Two variants of the Android Remote Administration Tool (RAT) were identified during the investigation. Both samples have the same capabilities that are used to steal information from the compromised device (such as contacts, SMS, and phone history) and record the victim’s phone calls. One of the variants uses a known Android exploit (CVE-2015-3636) to get root privileges on the victims Android device.
Nothing is safe in the digital world; cybersecurity represents a must nowadays. Remember, to be safe and secured in the cyberspace, depending on which version of OS your device runs; you must install an antivirus for Windows or antivirus for Mac.
Companies must also remember that professional, legit cybersecurity firms are offering good cybersecurity packages that can be used to test your company’s network integrity by running various tests like penetration test and ethical hacking tests.
The data of both variants was sent using an HTTP POST to a single C&C server.

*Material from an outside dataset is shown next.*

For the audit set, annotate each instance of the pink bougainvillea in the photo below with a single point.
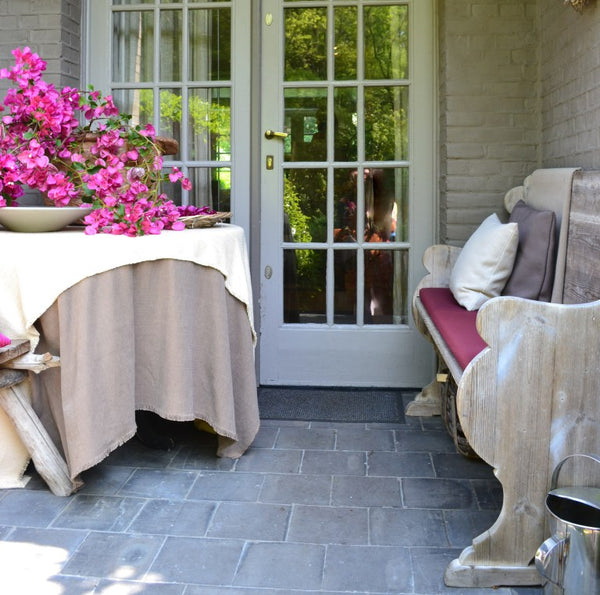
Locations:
(43, 145)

The ability to record calls was implemented based on an open-source project available on GitHub.
Things got more interesting when the researchers found another RAT targeting Windows hosted on the C&C server in use by KevDroid. This malware uses the PubNub platform as its C&C server. PubNub is a global data stream network (DSN). The attackers use the PubNub API to publish orders to the compromised systems.
All devices must be protected only by the best cybersecurity solution like an antivirus, so install an antivirus for Windows or antivirus for Mac, depending on which version of OS your device runs. Companies should verify their networks twice a year by hiring professionals to do a penetration test and various ethical hacking tests.